I put them in a better draining mix and was happy to see a new shoot growing from one of the them. So maybe the growth has started early?
How are your ZZ's doing now? I bought mine early this spring, and divided it into three pots.
Well Whip and hello.
I gave mine to my sick Aunt for a gift. She's always wanted one. So now I am without and miss it. Yours are beautiful and thanks for asking very much :) I forgot about this thread.
Hoping you are well
I have three plants. When the weather warms, remind me and we could probably work something out. ;)
Thank you so much Whip for your kindness and offer:-)
I just may by then. It will give me something to look forward to, now that I can't snow board this winter and it's going to be a long grueling winter.
Hi, new to this thread.
I just purchased 3 ZZ plants from HD the other day and re-potted 2 in a large ceramic pot and one by itself in a larger pot. I used MiracleGro Moisture Control. I did not add any perlite, etc. to the soil. I'm new to these plants.
On watering issue. How often should I water, once a week or when I see the soil completely dry? What if I added 1/2 glass of water every week; it's not too much and not too little and the roots will have to work to get to the water.
Any advice will be appreciated. One plant site under an east facing window and the other sits on my bath tub under a narrow east facing window, both are upstairs.
It would have probably been better to start a new thread about this.
If you water like that what you will do is load the soil with the mineral salts that are dissolved in your water which will sooner or later harm your plants. These minerals (also referred to as dissolved solids) are already in the water and can only be removed by reverse osmosis filtration or distilling. After some time they will damage the roots. You need to water enough to flush the soil to prevent this from happening.
It is best if your repot again with the proper type of mix. You can also use orchid potting mix to add to you soil rather than perlite
Yes, re-pot as Danny says.
Moisture Control soil is some of the WORST.

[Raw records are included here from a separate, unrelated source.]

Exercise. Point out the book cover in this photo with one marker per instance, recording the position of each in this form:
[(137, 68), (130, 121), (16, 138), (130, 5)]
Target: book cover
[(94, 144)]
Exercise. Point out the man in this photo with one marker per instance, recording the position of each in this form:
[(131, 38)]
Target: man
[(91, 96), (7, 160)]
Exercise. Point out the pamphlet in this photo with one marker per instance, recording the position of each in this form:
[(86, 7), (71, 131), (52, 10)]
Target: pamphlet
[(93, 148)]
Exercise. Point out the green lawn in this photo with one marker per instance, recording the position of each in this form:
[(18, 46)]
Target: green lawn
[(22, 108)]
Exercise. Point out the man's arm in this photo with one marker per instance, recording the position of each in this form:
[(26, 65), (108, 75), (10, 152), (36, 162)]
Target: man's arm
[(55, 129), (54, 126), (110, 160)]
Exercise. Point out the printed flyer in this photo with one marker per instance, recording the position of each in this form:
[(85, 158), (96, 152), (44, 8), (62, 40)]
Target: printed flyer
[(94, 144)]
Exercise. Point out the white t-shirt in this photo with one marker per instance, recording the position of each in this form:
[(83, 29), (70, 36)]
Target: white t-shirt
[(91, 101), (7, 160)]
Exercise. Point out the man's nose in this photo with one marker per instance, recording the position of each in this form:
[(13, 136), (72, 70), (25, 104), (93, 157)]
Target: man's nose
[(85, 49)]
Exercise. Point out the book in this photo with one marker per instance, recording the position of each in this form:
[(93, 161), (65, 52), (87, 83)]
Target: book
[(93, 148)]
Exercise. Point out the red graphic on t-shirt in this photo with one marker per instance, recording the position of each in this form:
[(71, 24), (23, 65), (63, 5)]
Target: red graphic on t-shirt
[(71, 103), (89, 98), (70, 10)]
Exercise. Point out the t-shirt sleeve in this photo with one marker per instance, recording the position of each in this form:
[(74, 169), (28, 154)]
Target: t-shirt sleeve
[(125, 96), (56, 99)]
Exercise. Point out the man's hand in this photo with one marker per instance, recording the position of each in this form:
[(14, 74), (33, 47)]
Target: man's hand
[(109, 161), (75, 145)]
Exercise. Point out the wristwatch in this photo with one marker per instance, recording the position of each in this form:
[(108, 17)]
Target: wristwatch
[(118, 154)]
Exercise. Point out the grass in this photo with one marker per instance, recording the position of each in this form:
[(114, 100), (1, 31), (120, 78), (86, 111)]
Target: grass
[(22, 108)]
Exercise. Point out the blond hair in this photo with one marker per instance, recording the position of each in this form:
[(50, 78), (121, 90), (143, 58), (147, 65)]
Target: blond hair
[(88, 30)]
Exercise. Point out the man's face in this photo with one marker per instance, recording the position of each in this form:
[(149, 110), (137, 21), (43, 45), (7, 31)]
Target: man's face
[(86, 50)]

I grow my ZZs in more of a Cactus & Succulent mix w/ extra pumice (or perlite). When growing succulents, it's best to avoid mixes w/ moisture retention additives, 'cause we wish to control the moisture ourselves, not have the soil do that for us. We can water larger amounts to run through & drain fast & well.
Today I looked at several of my ZZs & notice they're pushing out new shoots which they usually do in Feb. here. One plant has a 1/2" sprout, another has the same & then also an almost 2" sprout. It's 50 degrees here today, been unusually warm, I wonder if that's why.